LatentView Analytics (4.1/5) is the better choice when fortune 500 technology, CPG, and financial services firms needing marketing analytics and predictive ML from a publicly listed partner. If your situation matches those criteria, LatentView Analytics is a competitive option.
Related comparisons
Tiger Analytics vs LatentView Analytics FAQ
Is Tiger Analytics better than LatentView Analytics?
Tiger Analytics (4.8/5) scores higher overall, but "better" depends on your use case. Tiger Analytics is better for fortune 1000 enterprises needing production-grade ML across CPG, BFSI, and healthcare verticals. LatentView Analytics is better for fortune 500 technology, CPG, and financial services firms needing marketing analytics and predictive ML from a publicly listed partner.
How do Tiger Analytics and LatentView Analytics differ in pricing?
Tiger Analytics uses t&m, retainer pricing with a minimum engagement of $100K. LatentView Analytics uses retainer, t&m pricing with a minimum engagement of $50K. Neither firm publishes a full rate card; a discovery call is required for project-specific quotes.
Which is better for enterprise: Tiger Analytics or LatentView Analytics?
Tiger Analytics is the larger team and typically the better enterprise-scale choice. For very large programmes, verify team size and compliance coverage directly with each agency before shortlisting.
What are the main differences between Tiger Analytics and LatentView Analytics?

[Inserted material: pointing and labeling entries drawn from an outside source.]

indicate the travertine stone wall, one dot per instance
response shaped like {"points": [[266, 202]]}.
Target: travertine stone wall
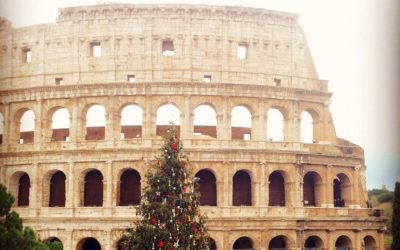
{"points": [[278, 72]]}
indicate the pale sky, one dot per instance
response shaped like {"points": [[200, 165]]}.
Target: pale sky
{"points": [[355, 46]]}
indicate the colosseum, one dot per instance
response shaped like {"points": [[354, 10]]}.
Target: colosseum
{"points": [[84, 103]]}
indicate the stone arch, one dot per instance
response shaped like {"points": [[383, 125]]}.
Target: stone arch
{"points": [[343, 243], [207, 187], [278, 242], [95, 122], [212, 245], [314, 242], [93, 188], [369, 243], [205, 121], [167, 114], [131, 121], [342, 189], [20, 188], [306, 127], [241, 189], [129, 188], [52, 240], [277, 189], [1, 127], [312, 189], [244, 243], [275, 124], [88, 243], [60, 123], [26, 126], [241, 122]]}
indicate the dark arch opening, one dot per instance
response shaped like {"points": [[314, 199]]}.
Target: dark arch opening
{"points": [[207, 188], [89, 244], [343, 243], [93, 195], [313, 242], [54, 243], [369, 243], [130, 188], [278, 242], [24, 185], [57, 190], [211, 244], [241, 189], [276, 189], [243, 243]]}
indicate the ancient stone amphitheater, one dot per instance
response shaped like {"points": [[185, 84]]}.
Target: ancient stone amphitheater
{"points": [[84, 102]]}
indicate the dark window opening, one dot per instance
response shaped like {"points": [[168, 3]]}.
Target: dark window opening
{"points": [[57, 190], [241, 189], [168, 48], [24, 185], [243, 243], [207, 188], [59, 81], [131, 78], [130, 188], [276, 189], [93, 193]]}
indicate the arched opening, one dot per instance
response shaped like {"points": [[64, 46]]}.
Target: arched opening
{"points": [[211, 244], [88, 244], [313, 243], [93, 191], [243, 243], [57, 190], [241, 189], [278, 243], [205, 121], [207, 188], [369, 243], [27, 127], [60, 125], [131, 122], [1, 127], [129, 188], [312, 189], [95, 122], [306, 127], [275, 125], [166, 115], [341, 190], [54, 243], [343, 243], [276, 189], [24, 185], [241, 123]]}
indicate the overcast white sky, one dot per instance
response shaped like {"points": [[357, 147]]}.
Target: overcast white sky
{"points": [[356, 47]]}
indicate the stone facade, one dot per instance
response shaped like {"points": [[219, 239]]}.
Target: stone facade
{"points": [[299, 195]]}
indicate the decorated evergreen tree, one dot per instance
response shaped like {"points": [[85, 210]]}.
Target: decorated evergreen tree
{"points": [[170, 205], [396, 218]]}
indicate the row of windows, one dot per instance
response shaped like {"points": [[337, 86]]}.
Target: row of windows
{"points": [[204, 122], [129, 189], [280, 242], [167, 49]]}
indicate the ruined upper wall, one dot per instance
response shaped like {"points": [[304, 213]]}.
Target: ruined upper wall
{"points": [[205, 40]]}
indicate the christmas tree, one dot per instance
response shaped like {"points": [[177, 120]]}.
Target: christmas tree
{"points": [[169, 206]]}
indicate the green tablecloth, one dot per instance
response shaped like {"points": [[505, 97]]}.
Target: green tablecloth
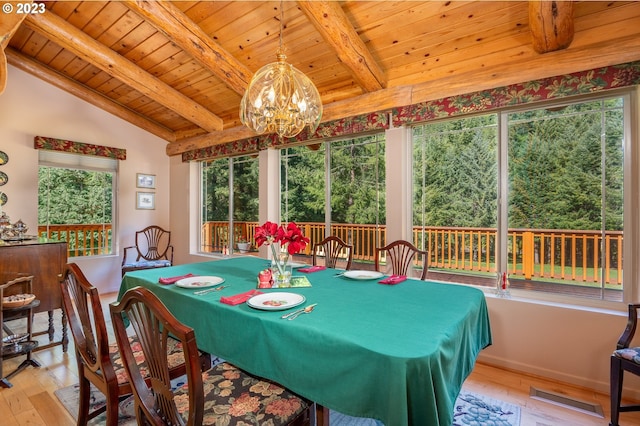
{"points": [[396, 353]]}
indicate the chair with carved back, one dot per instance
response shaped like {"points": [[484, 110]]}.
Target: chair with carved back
{"points": [[222, 395], [624, 358], [99, 362], [152, 249], [401, 255], [334, 250]]}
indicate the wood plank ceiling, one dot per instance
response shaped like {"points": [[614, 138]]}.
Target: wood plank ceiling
{"points": [[179, 69]]}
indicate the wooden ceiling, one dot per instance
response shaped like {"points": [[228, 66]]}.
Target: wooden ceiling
{"points": [[179, 69]]}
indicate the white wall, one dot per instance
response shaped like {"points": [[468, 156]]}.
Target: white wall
{"points": [[568, 343], [30, 107], [549, 338]]}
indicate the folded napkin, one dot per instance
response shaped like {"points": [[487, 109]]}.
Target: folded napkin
{"points": [[310, 269], [393, 279], [173, 280], [240, 298]]}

Tiger Analytics's primary differentiator is: the largest pure-play ml and advanced analytics specialist with 5,000+ dedicated practitioners across six countries. LatentView Analytics's primary differentiator is: publicly listed analytics firm with 50+ fortune 500 clients and deep cpg/tech marketing analytics capability including marketing mix modelling. They also differ in team size (5,000+ vs 1,191), minimum engagement ($100K vs $50K), and primary industries served (Consumer Packaged Goods, Financial Services vs Technology / SaaS, Consumer Packaged Goods).
Last reviewed: July 2026. Verify all details directly with each agency before making a decision.